Morgana rolls her eyes. "There you go gettin all philosophical again. I'm saving my deep thoughts for my next millennium. Now come on, let's go find adventure."

She leads the way to the large house and to the rag tag group already standing there.

"Excuse me sirs, is this the burgomaster's residence? We are looking for him and the faster we find him, the better. I'm starving and need a bath!"


----------



## Jack Daniel (Nov 9, 2009)

Reginald makes for the front door of the large house, only to be stopped by a rustic-looking chap with a wide-brimmed hat and a penchant for folksy conversation.  It's Biggums Niper, who has quite literally just stepped off the hayseed wagon.  

But before Reginald of the Order can answer Biggums's questions, they are joined by a third man--this one in dirty travelling clothes which have been colorfully stained in various places by who-only-knows what manner of chemicals--Fenn McDabbler.  He seems to be muttering something to himself.  

And as if that weren't strange enough, there is also an old stagecoach just arriving in Kleine, a rickety carriage pulled by a foursome of weary nags.  The coach driver, who looks to be in his eighties, leaps down spryly and opens the door for a pair of _elves_.  No, wait... a closer look suggests that only the male is elvish, the female is fay.  Well, that's odd indeed.
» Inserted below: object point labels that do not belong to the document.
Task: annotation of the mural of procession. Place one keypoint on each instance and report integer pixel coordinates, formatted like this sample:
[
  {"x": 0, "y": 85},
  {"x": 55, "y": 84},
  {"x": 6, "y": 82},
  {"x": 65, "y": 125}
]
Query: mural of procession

The five of you stand before the front door of the house.  No butler or porter has come out to meet you, but then, in a village this small, that's to be expected.  Reginald, his hand already on the front doorknob, finds it to be unlocked.


----------



## Guest 11456 (Nov 9, 2009)

Zephyrus walks into the small villiage of Kleine and upon seeing several individuals in front of the Burgomaster's Manor he strides in that direction. Once there the Sylph follows the others into the structure.


----------



## Fenris (Nov 9, 2009)

Thalion looks around at the collection of sundry folk including a Sylph. "My what a strange collection we all make. Is everyone else here chasing rumors of adventure, wealth and excitement?"


----------



## Frozen Messiah (Nov 9, 2009)

"Well I am glad someone answered me," He says while looking over at the knight he atempted to get information from "so this is the town that has all of the spooked farmers, they say it's goblins I have heard enough stories in my travels that I'm likely to believe 'em." Biggums says more to himself then to the others. "But enough about me... I haven't even told you my name. I'm Biggums S. Nipper," As he says that he spins his pistol in his hand, "gun man extraordinaire." When he finishes talking he stops the gun so it restes in his hand, ready to fire.


----------



## Queenie (Nov 10, 2009)

Morgana steps forward, "Morgana Teleri," she says, smiling sweetly but markedly not holding out her hand. "Are you here to see the burgomaster then to find out about these goblins? I admit, I am skeptical myself."


----------



## Frozen Messiah (Nov 10, 2009)

"Ah, a beautiful name for a beautiful girl, I'm glad to make you aquaintance." As Biggums says this he bows heavily to the point where his hat falls of and a large amount of hair falls in front of his face. He then prostrates himself, parts his hair so he can see, and lightly kicks his hat into the air where he grabs it, all the while with a small smile on his face.
"Now about those goblins, it's a wide world out there so anythintg is a possibility. The Burgomeistre,master, muster...," Biggums says the word burgomeister over a few times just to try to jog his memory. "if he's the guy who is going to dish out the gold then that''s the guy I want to talk to. You seems to have you head on your shoulders so after you." Biggums says to her as he catches the slowly closing door and opens it widely and keeps it like that with his foot.


----------



## Deuce Traveler (Nov 11, 2009)

"Fenn McDabbler, nice to meet your acquaintence.  I must say I've always been struck with fascination in regards to the methods of manufacturing such a weapon as a gun.  Maybe, if I'm selected to join with you, I will get to see it in action.  I'd shake in greeting, but I was dabbling with a concoction I brewed up shortly before arriving and I'm not sure how much is still on my hands."


----------



## Frozen Messiah (Nov 11, 2009)

Biggums takes a large step towards Fenn so he is a meter away then he leans fairly close with one eye closed and his head tilted, as if he were observing him. "Mate... I like you already." Biggums says in a lower volume then when he was talking to Morgana and then his face goes back into a large smile.


----------



## Jack Daniel (Nov 11, 2009)

Mr. Niper, then, props open the front door of the manor-house with his foot.  Therein, you can see a rather comfortable and simply decorated foyer and entry-hall with the town banner hanging from the ceiling behind a chandelier.  To the left, a sitting room with a large stone fireplace can be seen through an open doorway.  To the right, another open door reveals a dining room.  On the far side of the hall, a broad wooden staircase leads up to the second floor, where the railed balcony becomes a corridor leading deeper into the house.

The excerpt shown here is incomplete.